Yataktan yavaşça doğrulduktan sonra lavaboya gidip elimi yüzümü yıkadım. Kendime gelip bu düşüncelerden uzaklaşmam lazımdı artık. Kendime verdiğim bir söz vardı. Ne yaparsam yapayım aynaya baktığımda kendimle hesaplaşabilecek yüzüm olmalıydı. Nefret ettiğim o insanlara dönüşmeyecektim. Karşımdaki yüz ise bildiğimiz Sai idi. Sadece biraz daha yorgun ve göz altları şişmiş ama oydu. Bu da rahatlama ve ileriye odaklanmam için yeterliydi. Yüzüme bir kez daha su vurduktan sonra bir gülümseme oluşturdum. Geri döndüğüm için mutluydum. Tegin’le sakin bir şekilde oturup dertleşememeyi bile özlemişim. Konuşkan biri olmadığından karşılıklı sessizce oturmak gibi bir aktivitemiz vardı. Belki ben arada bir iki cümle kurabilirdim. Yine de bu bile kafamı dağıtmam için yeterli olurdu diye düşünüyordum.
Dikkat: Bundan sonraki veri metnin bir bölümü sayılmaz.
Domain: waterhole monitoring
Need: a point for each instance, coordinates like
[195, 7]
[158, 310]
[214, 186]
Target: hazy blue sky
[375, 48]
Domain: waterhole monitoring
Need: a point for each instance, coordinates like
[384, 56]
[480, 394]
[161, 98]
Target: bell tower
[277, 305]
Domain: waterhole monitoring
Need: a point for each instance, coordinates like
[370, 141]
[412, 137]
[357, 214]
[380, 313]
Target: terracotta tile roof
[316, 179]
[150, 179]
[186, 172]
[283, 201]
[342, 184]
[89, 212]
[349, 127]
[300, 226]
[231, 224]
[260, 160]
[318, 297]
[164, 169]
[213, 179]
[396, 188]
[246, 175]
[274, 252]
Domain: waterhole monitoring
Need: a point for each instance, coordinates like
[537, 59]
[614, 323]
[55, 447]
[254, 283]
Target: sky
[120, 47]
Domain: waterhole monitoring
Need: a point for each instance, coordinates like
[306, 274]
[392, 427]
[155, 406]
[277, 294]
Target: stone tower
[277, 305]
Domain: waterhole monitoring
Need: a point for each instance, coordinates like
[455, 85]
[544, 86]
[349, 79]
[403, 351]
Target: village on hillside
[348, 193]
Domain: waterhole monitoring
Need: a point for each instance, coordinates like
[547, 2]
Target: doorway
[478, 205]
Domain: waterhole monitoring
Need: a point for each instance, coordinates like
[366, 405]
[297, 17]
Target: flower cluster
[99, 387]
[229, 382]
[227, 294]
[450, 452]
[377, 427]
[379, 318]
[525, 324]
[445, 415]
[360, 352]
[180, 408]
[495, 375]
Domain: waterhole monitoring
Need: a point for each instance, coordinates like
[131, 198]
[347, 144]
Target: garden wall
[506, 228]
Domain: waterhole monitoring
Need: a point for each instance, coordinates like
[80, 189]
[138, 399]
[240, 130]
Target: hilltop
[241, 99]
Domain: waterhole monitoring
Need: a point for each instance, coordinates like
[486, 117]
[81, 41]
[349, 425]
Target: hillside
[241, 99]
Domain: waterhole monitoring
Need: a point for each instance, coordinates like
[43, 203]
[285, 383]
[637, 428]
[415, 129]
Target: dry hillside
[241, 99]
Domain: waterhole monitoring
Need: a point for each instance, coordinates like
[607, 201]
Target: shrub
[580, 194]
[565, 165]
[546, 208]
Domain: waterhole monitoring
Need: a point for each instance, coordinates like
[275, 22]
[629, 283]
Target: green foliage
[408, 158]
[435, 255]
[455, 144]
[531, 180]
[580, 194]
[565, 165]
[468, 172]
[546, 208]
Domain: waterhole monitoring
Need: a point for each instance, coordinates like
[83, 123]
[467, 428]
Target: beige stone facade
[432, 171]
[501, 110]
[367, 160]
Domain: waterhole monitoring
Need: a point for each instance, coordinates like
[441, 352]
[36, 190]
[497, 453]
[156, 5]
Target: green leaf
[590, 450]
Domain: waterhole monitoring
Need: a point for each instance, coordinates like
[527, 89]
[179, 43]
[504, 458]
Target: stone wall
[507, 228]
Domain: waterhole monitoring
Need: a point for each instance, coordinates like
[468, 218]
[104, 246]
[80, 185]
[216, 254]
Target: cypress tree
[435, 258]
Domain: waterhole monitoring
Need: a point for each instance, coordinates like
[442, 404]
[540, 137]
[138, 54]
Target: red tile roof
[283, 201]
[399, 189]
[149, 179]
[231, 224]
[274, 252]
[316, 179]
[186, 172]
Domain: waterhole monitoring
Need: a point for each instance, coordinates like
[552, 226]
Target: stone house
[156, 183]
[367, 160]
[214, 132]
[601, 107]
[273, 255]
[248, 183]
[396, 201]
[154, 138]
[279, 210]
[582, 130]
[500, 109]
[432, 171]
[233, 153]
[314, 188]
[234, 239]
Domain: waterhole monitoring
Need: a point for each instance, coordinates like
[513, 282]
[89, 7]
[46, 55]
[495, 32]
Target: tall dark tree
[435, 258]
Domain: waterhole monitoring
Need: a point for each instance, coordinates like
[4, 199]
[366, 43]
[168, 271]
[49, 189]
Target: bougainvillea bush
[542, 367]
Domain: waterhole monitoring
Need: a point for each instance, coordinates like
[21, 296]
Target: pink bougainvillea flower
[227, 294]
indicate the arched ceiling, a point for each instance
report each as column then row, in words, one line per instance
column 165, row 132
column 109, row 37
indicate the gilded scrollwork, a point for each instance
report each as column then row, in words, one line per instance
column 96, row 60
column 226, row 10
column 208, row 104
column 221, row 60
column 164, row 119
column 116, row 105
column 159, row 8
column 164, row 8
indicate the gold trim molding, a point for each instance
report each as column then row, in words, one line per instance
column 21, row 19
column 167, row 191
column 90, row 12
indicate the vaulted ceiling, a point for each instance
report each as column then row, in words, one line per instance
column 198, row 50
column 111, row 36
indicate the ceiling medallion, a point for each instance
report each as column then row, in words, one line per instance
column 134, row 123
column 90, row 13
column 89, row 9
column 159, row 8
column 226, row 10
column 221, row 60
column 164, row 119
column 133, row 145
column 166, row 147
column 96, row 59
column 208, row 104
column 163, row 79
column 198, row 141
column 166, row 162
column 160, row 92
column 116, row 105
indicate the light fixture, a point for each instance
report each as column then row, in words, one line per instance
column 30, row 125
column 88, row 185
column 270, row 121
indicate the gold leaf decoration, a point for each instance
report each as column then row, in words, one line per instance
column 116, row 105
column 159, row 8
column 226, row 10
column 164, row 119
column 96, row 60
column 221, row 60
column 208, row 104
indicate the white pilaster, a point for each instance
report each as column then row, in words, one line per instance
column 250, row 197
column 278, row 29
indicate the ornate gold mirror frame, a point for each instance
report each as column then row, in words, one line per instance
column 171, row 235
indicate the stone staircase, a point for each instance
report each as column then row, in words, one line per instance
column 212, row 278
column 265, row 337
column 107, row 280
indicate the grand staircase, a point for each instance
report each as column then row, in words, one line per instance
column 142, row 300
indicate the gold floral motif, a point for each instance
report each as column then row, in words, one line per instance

Aslında biraz erken uyanmıştım ama banyodan çıkar çıkmaz üniformamı giyip hazırlanmıştım. Başpolisliğe terfi ettirilmiştim ama içimde en ufal bir heyecan yoktu. Sadece bir an önce eski hayatıma geri dönmek istiyordum. Bu yüzden kahvaltı bile yapmadan evden çıkma kararı almıştım. Karakola vardığımda ise biraz temiz hava almak için dışarıda takılıyordum.
Image
► Show Spoiler

Re: Yaraları Sarmak

#2
Yine her zamanki gibi sabahın köründe işe gitmek için uyandım. Hızlıca elimi yüzümü yıkadıktan sonra dışarıya çıkmadan son kontrollerimi yapmaya başladım. Savaştan geldikten sonra ister istemez dışarıya çıkmadan önce bu kontrol dediğim ritüeli sürekli yapıyorum. Belli bir dönem sadece yapmak istediğim için yaptığımı düşünsem de işler zamanla giderek ciddileşmeye başladı. Artık bu ritüeli yapmadan dışarıya adım atamayacak noktaya geldim. Kazayla unutsam veya bir tanesini es geçsem hemen geri dönüp tamamlamam gerekiyor. Diğer türlü rahatlayamıyorum. Sürekli kendimi huzursuz ve endişeli hissediyorum. Açıkçası Tihami’deki olayların beni bu kadar etkileyeceğini hiç düşünmemiştim ama sonuç ortada. Hem maddi hem de manevi olarak büyük bir darbe yedim. Evimden bu kadar uzun süreli uzak kalmanın böyle felaket bir sonuca neden olacağını hiç düşünmemiştim. Bir dahaki sefer çok daha dikkatli olmam gerekiyor. Hentanodan evi artık bir bitkinin daha ölmesini kaldıramaz. İmparatordan şahsen bir görev aldığım için evde yetiştirdiğim bitkilerimi unuttum. Bu unutkanlığım bana pahalıya patladı. İçlerinde en sevdiklerimden bir tanesi olan çeri de dahil çoğu bitkimi uzun süre susuz kaldıkları için kaybettim. Eve ilk geldiğim zamanki görüntüleri hala unutamıyorum. Galiba uzunca bir süre domates yiyemeyeceğim. İki gün uğraşıp tüm enkazı kaldırsam bile hala daha eskisi olacağından korktuğum için dışarı çıkmadan önce tüm bitkilerimi tek tek kontrol etmem gerekiyor.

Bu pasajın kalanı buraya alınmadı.